Segundo a Reuters, a análise e a aprovação ficam sob responsabilidade do Gabinete de Segurança Industrial e Controle de Importações e Exportações, um órgão ligado ao Ministério do Comércio da China. Documentos oficiais indicam que existem apenas três autoridades seniores encarregadas de avaliar e autorizar os pedidos.
Licenças de exportação e o gargalo no Ministério do Comércio da China
Com um número tão limitado de responsáveis para processar as solicitações, o ritmo de aprovação tende a ficar aquém da demanda. Isso ajuda a explicar por que, mesmo com centenas de pedidos protocolados, apenas uma parcela relativamente pequena avança - e por que a incerteza se espalha pela cadeia automotiva.
Por que os minerais de terras raras são essenciais para a indústria automotiva
Hoje, a China responde por aproximadamente 70% da produção mundial desses minerais e por 90% da capacidade global de refino, posição que a coloca como peça central no abastecimento internacional.
Na indústria automotiva, os minerais de terras raras são considerados indispensáveis porque aparecem em diversos sistemas e componentes: motores (elétricos e a combustão), sistemas de frenagem regenerativa, centrais de infoentretenimento, sensores, entre outros.
“Não são só os automóveis que dependem destes minerais. Se não conseguirmos garantir o acesso a metais de terras raras, estaremos em muito maus lençóis”, disse Abuelsamid à Automotive News. “Se a situação não for resolvida, pode provocar uma disrupção ainda maior do que a crise dos chips”, afirmou.
A referência é à crise dos semicondutores - os chips - iniciada em 2020, que provocou falta de componentes e obrigou fabricantes a reduzir o ritmo ou até suspender a produção de vários modelos nos anos seguintes. De acordo com a AutoForecast Solutions, estima-se que mais de 17 milhões de veículos tenham sido retirados dos planos de produção entre 2021 e 2023.
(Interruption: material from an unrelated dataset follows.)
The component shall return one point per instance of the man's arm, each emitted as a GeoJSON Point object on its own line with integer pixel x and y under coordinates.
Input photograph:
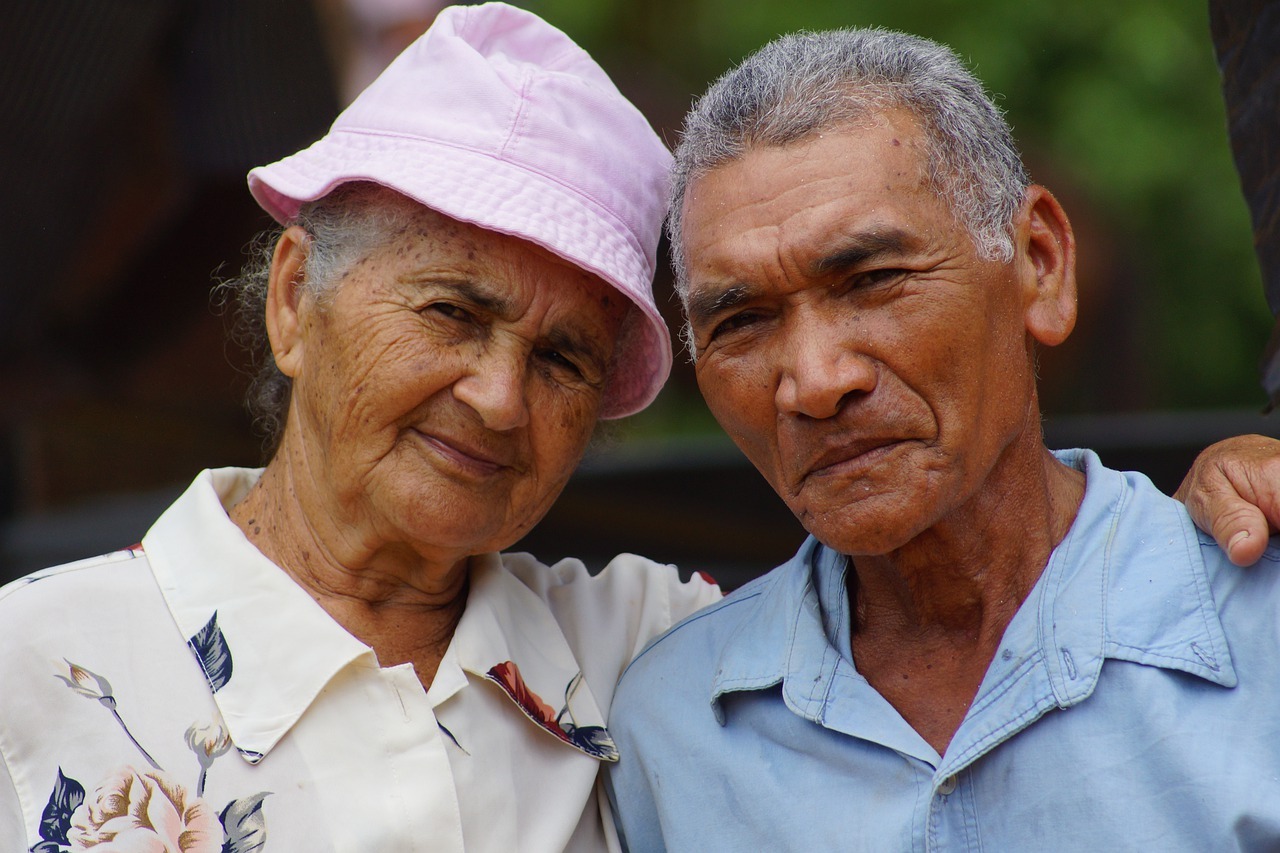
{"type": "Point", "coordinates": [1233, 492]}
Movimentos das empresas e sinais políticos
Diante da instabilidade atual, algumas companhias avaliam levar uma parte da produção para a China como estratégia para contornar as restrições impostas pelo país, conforme revelou o Wall Street Journal.
Mais recentemente, Donald Trump, presidente dos EUA, reuniu-se com Xi Jinping, presidente da China, e afirmou que o líder chinês iria suspender as restrições às exportações de minerais de terras raras. No entanto, o comunicado do Ministério das Relações Exteriores da China sobre o encontro não trouxe qualquer menção a esse ponto.
Previsões para o resto do ano
As projeções para os próximos meses seguem pouco animadoras. Mathias Miedreich, responsável pela divisão de cadeias cinemáticas eletrificadas da ZF - um dos maiores fornecedores globais do setor automotivo - alerta que a produção mundial de veículos pode começar a recuar ainda neste ano.
“Há tantos ímanes e terras raras nos veículos que, estatisticamente, haverá sempre um ou outro componente que não poderá ser enviado e por isso o carro não poderá ser fabricado”, disse Miedreich.
Embora a ZF esteja, na maior parte dos casos, conseguindo obter licenças de exportação da China mais rapidamente do que o esperado, o executivo reconhece que outras empresas da cadeia de suprimentos enfrentam obstáculos mais duros - o que amplia o risco de falhas críticas no abastecimento.
Por isso, a fornecedora alemã prevê uma queda na produção de veículos novos na segunda metade do ano, impulsionada não apenas pela escassez de terras raras, mas também por uma possível retração da demanda. Esse segundo fator viria de um provável aumento de preços provocado pelas tarifas dos EUA.